Research shows that women, especially women in STEM fields, do better if they have a mentor. Has mentorship played any role in your career?
Throughout my career, I have been fortunate to have had a number of informal mentors who have been excellent advisors and coaches for me. Probably most beneficial for me was having a mentor help think through the larger career decisions I have faced – such as when I returned to school full time to get my Master’s Degree in Engineering, when I moved young my family to the Rio Grande Valley for a job in Mexico, and when I left the automotive industry after 20+ years to start over in a new company and industry. I have also gained equal benefit in serving as a mentor.
For me, probably even more important than mentorship is my good fortune in having worked for many outstanding leaders and role models who challenged me to stretch.
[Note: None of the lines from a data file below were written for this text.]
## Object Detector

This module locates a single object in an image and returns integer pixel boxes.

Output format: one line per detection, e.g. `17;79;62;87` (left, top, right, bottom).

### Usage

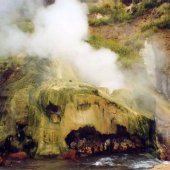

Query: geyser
0;0;123;90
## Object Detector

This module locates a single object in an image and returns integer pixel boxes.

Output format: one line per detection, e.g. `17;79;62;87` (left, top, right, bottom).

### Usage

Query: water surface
0;154;165;170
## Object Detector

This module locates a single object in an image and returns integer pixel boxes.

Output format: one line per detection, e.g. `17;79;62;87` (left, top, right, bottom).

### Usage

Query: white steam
0;0;123;90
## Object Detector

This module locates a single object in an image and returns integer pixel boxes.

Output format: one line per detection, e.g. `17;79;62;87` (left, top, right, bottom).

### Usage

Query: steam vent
0;57;157;156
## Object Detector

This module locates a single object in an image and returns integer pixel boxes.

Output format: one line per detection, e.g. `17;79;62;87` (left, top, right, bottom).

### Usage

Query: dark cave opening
65;125;145;155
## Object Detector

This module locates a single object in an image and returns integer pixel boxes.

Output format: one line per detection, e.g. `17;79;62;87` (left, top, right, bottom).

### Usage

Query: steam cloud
0;0;123;90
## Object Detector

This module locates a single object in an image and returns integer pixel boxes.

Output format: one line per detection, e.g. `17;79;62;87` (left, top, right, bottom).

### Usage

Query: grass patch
141;3;170;32
89;0;168;26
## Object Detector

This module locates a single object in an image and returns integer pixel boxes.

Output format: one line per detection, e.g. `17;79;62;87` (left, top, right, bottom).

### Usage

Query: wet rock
70;142;77;149
8;152;28;160
113;141;119;151
0;56;157;157
0;156;4;165
62;149;76;160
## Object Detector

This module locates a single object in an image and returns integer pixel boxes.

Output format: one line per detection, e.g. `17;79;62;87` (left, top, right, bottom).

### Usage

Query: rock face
0;57;156;156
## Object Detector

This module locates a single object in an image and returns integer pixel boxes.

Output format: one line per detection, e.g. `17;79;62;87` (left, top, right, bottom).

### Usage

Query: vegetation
89;0;168;26
141;3;170;31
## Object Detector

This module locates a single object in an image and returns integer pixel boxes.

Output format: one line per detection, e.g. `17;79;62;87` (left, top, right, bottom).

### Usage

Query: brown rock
8;152;28;160
113;142;119;151
62;149;76;160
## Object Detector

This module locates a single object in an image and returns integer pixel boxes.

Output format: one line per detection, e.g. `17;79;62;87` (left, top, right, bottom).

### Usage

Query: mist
0;0;124;91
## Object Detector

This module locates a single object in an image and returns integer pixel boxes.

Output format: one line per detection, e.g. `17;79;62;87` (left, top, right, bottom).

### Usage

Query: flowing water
0;154;167;170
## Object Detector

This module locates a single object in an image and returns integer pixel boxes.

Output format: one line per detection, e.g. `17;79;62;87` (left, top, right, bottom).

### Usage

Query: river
0;154;169;170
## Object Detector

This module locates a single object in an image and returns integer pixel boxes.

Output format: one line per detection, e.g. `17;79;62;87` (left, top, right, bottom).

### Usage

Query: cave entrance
65;126;145;155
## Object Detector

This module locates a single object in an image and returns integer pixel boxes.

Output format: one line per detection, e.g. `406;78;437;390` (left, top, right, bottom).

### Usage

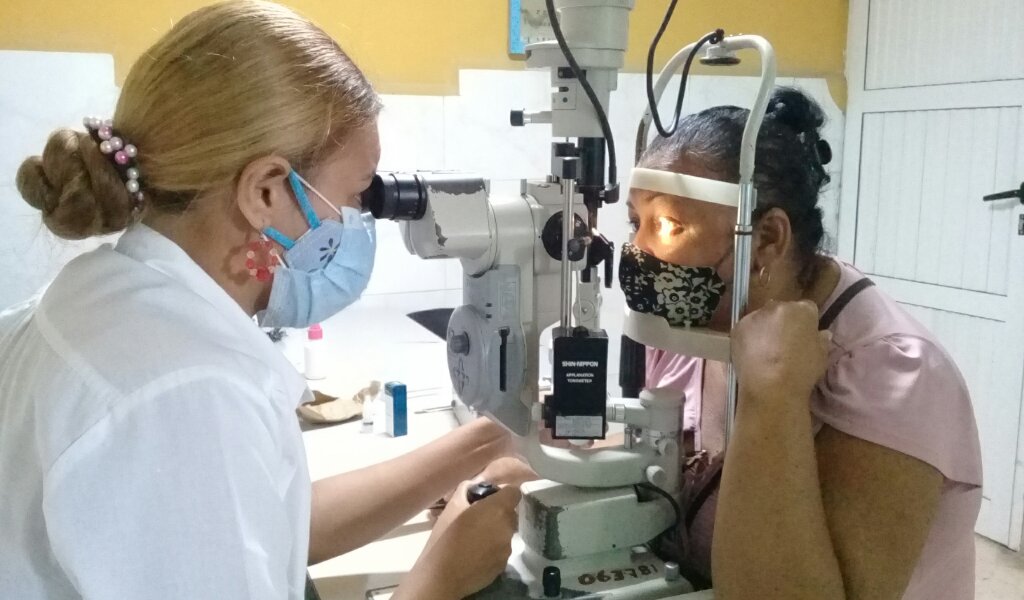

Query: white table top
283;306;712;600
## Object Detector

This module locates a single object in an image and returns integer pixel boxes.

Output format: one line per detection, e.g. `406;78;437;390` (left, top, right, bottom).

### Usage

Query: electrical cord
635;482;683;533
545;0;618;203
647;0;725;137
I’ve also enjoyed working for companies with strong values that provide development and growth opportunities for both men and women alike.
One of the key findings in WiM’s survey is that there is significant overlap between what young women want in careers and the attributes of careers in manufacturing today. But the survey also found that, too often, young women are not aware of the opportunities available in manufacturing. What do you think can be done to spread the word to women about career options in modern manufacturing?
I think organizations such as WiM, as well as educational institutions and manufacturing companies, can target more outreach programs to both boys and girls, men and women, about the opportunities in manufacturing. The skills gap in manufacturing is real; we are all competing for talent. By virtue of necessity, we need to be proactive in attracting the next generation of manufacturing employees. At Allegion, we have consciously expanded our efforts in this area over the last years through initiatives such as Manufacturing Day, internship programs, apprentice programs, and a variety of community outreach activities.
Our survey also found that the majority of women in manufacturing today would recommend the sector to young women considering career options. Would you recommend a career in manufacturing? And, if so, why?
Absolutely! In my own 30 years in manufacturing, I have had so many interesting and rich experiences and continue to learn each day. Manufacturing typically is at the forefront of technology and nothing is constant. Manufacturing roles often provide higher pay and benefits than comparable industries, and based on all indications, will continue to be in high demand for the foreseeable future.
Why did you decide to join Women in Manufacturing? How do you personally find value in WiM membership?
Allegion has a Corporate membership in WiM, as we recognize the value this membership can provide to our women employees in manufacturing. The networking and events as well as other resources provide an avenue to learn from peers in other industries who may have similar challenges or who may have different perspectives on a specific topic. With a growing number of women in manufacturing roles (and a need for even more representation), WiM provides a much needed forum for connecting.